Remix.run Logo
awongh 5 days ago

This is great, but as others have mentioned the UX problem is more complicated than this:

- for other models there are providers that serve the same model with different prices

- each provider optimizes for different parameters: speed, cost, etc.

- the same model can still be different quantizations

- some providers offer batch pricing (e.g., Grok API does not)

And there are plenty of other parameters to filter over- thinking vs. non-thinking, multi-modal or not, etc. not to even mention benchmarks ranking.

https://artificialanalysis.ai gives a blended cost number which helps with sorting a bit, but a blended cost model for input/output costs are going to change depending on what you're doing.

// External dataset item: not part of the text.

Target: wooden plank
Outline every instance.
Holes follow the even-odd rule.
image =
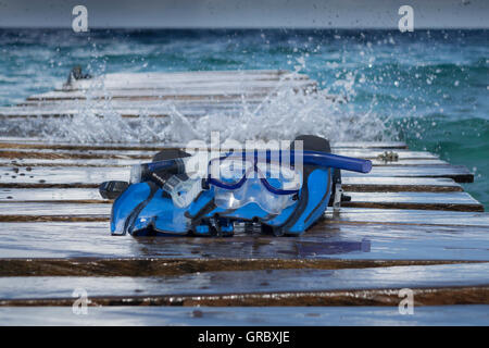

I'm still holding my breath for a site that has a really nice comparison UI.

Someone please build it!

numlocked 5 days ago | parent | next [-]

(I work at OpenRouter)

We have a simple model comparison tool that is not-at-all-obvious to find on the website, but hopefully can help somewhat. E.g.

https://openrouter.ai/compare/qwen/qwen3-coder/moonshotai/ki...

pzo 4 days ago | parent [-]

but this is is not much user friendly unless you already know what models you want to compare. I would prefer I switch some toggles or make kind of a query what kind of models I'm looking for my use case and then sort by speed or price at the end e.g query:

I want model:

1) with audio input

2) minimum 50 tps speed

3) max price less than $1 input and less than $3 output

4) need to support english only or need to support polish etc.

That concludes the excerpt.